The settlement began as a Roman mansion along the Via Julia Augusta. Slowly expanding, it became, in medieval times, a fief of the Clavesana marquis, who was a subject of the Republic of Genoa, to which Cervo had always been faithful. The present character of Cervo dates from these times: 16th-century towers and ramparts still protect the village.

One of its main attractions is the fine baroque church of St. John the Baptist, overlooking the sea. The Romanesque Oratorio di Santa Caterina contain 18th-century frescoes. The medieval Clavesana stronghold hosts the Ethnographic Museum of Western Liguria and the Palazzo Viale-Citati.

Inhabitants used to earn a living from coral fishing in the Corsican and Sardinian seas, in addition to growing olives and seafaring, but the modern economy of Cervo is based on tourism and agriculture.

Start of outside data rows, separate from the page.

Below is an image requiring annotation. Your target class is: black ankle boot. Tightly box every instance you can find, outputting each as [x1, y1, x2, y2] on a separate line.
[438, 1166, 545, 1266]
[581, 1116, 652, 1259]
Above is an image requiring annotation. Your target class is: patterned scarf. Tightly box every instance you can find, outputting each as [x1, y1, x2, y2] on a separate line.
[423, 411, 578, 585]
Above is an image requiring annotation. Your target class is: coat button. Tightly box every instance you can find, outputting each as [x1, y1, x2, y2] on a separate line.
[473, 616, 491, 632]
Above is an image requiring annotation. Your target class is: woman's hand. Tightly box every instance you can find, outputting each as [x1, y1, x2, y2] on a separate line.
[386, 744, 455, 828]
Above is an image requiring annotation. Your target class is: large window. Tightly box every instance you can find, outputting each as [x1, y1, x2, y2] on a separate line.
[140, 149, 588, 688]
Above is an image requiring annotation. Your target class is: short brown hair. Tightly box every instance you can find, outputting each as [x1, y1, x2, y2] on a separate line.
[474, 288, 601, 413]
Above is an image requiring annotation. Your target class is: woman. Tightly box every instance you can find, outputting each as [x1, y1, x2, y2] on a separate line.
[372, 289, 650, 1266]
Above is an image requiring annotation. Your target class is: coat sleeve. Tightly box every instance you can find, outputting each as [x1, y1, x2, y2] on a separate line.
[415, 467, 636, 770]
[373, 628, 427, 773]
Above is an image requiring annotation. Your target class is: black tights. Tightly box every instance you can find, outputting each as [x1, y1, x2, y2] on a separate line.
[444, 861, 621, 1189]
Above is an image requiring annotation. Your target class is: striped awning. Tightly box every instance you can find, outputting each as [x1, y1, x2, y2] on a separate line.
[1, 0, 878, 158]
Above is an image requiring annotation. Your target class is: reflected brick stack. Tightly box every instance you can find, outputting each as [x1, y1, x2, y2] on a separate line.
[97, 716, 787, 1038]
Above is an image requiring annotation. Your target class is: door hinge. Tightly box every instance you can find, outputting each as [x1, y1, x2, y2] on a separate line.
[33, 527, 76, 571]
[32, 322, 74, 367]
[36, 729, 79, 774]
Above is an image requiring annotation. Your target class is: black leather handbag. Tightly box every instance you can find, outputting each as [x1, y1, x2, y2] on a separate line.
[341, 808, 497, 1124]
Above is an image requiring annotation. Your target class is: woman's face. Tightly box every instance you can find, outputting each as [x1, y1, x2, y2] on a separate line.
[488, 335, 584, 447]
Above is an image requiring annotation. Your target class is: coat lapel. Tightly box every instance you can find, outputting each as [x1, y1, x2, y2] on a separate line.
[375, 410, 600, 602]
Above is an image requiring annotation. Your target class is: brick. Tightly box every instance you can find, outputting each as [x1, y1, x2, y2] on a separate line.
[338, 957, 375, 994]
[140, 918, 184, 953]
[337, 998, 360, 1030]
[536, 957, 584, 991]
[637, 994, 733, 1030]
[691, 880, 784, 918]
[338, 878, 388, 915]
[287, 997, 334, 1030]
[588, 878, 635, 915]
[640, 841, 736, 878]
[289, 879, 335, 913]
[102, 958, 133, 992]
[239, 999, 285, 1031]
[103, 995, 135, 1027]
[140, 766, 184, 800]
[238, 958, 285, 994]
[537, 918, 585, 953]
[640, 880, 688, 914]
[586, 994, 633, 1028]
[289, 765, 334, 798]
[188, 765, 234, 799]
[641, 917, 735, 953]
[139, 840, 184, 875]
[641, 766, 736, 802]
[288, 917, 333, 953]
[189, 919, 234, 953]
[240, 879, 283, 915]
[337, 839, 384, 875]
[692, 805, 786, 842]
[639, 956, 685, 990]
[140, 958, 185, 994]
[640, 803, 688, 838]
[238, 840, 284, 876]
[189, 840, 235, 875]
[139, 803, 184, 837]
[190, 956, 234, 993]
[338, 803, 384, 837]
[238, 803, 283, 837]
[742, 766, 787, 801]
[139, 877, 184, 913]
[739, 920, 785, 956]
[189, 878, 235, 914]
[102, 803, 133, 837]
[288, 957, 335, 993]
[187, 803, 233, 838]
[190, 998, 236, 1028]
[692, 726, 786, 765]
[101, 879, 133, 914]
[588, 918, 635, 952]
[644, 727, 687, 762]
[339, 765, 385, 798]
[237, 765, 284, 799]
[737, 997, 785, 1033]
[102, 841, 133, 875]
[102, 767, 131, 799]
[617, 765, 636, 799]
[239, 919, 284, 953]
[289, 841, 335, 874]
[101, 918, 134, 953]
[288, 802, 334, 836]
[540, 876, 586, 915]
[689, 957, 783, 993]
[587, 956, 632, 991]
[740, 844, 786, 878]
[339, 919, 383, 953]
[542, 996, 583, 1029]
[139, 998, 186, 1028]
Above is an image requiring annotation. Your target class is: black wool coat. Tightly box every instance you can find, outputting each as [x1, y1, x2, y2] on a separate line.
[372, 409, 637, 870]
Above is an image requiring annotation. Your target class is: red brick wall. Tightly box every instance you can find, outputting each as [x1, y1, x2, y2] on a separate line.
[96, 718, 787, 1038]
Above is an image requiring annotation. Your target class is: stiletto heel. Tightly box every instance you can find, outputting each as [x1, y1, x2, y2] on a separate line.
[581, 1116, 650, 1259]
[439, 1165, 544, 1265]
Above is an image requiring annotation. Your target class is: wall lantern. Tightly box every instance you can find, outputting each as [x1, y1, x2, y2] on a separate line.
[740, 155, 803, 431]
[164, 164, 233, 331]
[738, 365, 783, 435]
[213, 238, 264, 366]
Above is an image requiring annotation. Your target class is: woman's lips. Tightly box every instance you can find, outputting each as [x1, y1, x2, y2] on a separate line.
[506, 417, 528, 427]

Cervo's connections with classical music date from to 1964, when the International Chamber Music Festival of Cervo was established by the Hungarian violinist Sandor Vegh. The event has been held every summer ever since. Music master classes – Accademia di Cervo – are held in September, and a guitar academy is held in June.

==Twin towns/sister cities==
Cervo is twinned with:

- Cervo, Lugo, Spain (2008)

==In popular culture==
Part of the 1993 German film Stalingrad was filmed in Cervo.